Bones recently discovered at a series of graves in East China’s Shandong province suggest that people living in the region were once significantly taller than those who currently call the nation home, a team of archaeologists leading an ongoing excavation in the area have revealed.
Led by Fang Hui, head of the Shandong University school of history and culture, the researchers have unearthed the remnants of 104 houses, 205 graves, and 20 sacrificial pits at Jiaojia village in Zhangqiu District, Jinan City, the capital of Shandong, Xinhua News reported earlier this week.
Among their discoveries, IFL Science added were the bones of at least one male who was 1.9 meters (6.2 feet) tall, as well as several others who were at least 1.8 meters (about 5.9 feet) tall. While that might not seem all that tall, the website also pointed out that the average height of a modern Chinese man is just 1.72 meters (5.64 feet).
Some of the bodies were dated to around 5,000 years ago, and the taller men had been laid to rest in larger tombs than their shorter counterparts, the archaeologists said. They believe that this was because the taller men were members of a higher social class (possibly due at least in part to their height) and were able to acquire better food than the smaller citizens.
“Already agricultural at that time, people had diverse and rich food resources,” Fang told Xinhua News, “and thus their physique changed.” While the primary crop of the era was millet, some of the graves were also found to contain pig bones and teeth, the professor added.

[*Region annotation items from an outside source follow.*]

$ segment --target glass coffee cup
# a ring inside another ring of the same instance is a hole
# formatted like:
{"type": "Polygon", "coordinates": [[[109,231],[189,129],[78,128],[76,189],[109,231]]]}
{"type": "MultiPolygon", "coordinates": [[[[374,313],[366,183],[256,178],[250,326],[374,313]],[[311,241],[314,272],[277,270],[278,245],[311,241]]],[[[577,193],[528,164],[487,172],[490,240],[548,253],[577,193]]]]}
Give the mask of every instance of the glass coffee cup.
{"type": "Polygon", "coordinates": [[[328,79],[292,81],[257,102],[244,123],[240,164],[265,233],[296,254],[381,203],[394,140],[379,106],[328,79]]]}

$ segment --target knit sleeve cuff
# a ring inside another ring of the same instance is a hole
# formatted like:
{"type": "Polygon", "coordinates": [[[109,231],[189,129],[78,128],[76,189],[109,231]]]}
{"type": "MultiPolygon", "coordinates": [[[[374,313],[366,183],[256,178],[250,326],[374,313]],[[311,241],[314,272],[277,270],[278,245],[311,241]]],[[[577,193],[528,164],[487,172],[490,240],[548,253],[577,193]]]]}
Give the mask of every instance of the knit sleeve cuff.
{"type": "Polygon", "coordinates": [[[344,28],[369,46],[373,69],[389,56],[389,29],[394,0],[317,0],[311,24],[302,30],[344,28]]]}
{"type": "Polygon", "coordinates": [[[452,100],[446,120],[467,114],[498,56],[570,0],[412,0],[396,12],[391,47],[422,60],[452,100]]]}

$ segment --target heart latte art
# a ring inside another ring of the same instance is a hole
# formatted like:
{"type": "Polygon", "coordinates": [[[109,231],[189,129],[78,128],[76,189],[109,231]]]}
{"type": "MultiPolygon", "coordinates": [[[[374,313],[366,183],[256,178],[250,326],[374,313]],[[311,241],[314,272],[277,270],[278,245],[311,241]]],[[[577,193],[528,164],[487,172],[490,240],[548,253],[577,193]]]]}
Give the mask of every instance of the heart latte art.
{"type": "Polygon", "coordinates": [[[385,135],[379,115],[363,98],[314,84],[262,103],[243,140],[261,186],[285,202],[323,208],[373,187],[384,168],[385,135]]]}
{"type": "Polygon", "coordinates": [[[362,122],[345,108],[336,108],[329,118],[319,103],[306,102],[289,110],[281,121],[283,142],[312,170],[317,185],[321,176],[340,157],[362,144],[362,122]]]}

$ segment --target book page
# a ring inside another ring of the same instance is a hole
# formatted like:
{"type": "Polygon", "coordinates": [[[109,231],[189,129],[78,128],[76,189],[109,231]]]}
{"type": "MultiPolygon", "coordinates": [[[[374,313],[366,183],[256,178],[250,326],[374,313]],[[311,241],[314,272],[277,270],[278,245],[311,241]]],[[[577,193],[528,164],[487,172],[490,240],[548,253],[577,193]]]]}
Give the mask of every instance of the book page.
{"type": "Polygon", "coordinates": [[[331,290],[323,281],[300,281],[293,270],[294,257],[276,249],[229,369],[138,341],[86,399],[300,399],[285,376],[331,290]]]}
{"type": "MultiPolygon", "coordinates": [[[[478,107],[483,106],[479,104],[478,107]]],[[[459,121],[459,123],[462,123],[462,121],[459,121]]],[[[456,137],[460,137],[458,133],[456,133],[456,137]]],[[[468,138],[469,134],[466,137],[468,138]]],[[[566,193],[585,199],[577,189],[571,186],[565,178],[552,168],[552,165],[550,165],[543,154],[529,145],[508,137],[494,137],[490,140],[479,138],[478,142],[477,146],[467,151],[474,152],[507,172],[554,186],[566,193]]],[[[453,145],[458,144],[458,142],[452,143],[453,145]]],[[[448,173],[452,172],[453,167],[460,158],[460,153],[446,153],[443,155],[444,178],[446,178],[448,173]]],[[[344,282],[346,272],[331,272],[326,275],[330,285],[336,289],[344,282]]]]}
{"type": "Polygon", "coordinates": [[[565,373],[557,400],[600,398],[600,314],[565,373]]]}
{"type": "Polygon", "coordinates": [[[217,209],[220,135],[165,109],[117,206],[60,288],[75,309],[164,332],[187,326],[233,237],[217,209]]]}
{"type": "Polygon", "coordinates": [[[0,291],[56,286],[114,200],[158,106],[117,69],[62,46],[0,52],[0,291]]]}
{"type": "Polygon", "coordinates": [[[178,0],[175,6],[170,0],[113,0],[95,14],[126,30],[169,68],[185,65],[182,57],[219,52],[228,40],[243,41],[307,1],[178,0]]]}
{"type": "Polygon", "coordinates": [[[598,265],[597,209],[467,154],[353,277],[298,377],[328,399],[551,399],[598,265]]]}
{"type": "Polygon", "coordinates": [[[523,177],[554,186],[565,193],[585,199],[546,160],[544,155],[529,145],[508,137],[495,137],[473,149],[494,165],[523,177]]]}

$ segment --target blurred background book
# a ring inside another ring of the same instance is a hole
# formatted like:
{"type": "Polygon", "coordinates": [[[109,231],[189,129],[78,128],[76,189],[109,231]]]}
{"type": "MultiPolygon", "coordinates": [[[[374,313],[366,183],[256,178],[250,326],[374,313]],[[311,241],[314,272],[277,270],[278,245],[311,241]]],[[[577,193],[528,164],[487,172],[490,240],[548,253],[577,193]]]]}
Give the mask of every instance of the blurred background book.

Evidence of power struggle amongst the elite also discovered
The discovery of the remains of taller men in Shandong province should not come as a complete surprise, Xinhua News said, considering that modern residents consider height to be one of their distinguishing characteristics. In fact, as of 2015, the average height of 18-year-old men living there was 1.753 meters, while the national average in China was just 1.72 meters.
As for the ruins themselves, the houses suggest that the residents lived “quite comfortable” lives, with separate kitchens and bedrooms, the news service said. The region is thought to have been a political, cultural and economic hub some 5,000 years ago, according to the researchers, and clay embankments, colorful pottery, and items made from jade were also found.
The new excavations at Jiaojia provide new insight into the culture of those living in the lower reaches of the Yellow River between 4,500 and 5,000 years ago, Wang Yongbo of the Shandong Provincial Institute of Archeology told Xinhua. The researchers also reported finding damage to some of the head and leg bones, as well as to some of the artifacts, suggesting that there had been a power struggle amongst the higher-ranking citizens of the region.
Work at the site has recently been expanded from an initial area of 240,000 square meters to one square kilometer, the news service said. Only 2,000 square meters of that have been excavated so far, and “further study and excavation of the site is of great value to our understanding of the origin of culture in east China,” said Zhou Xiaobo, deputy head of Shandong’s provincial bureau of cultural heritage.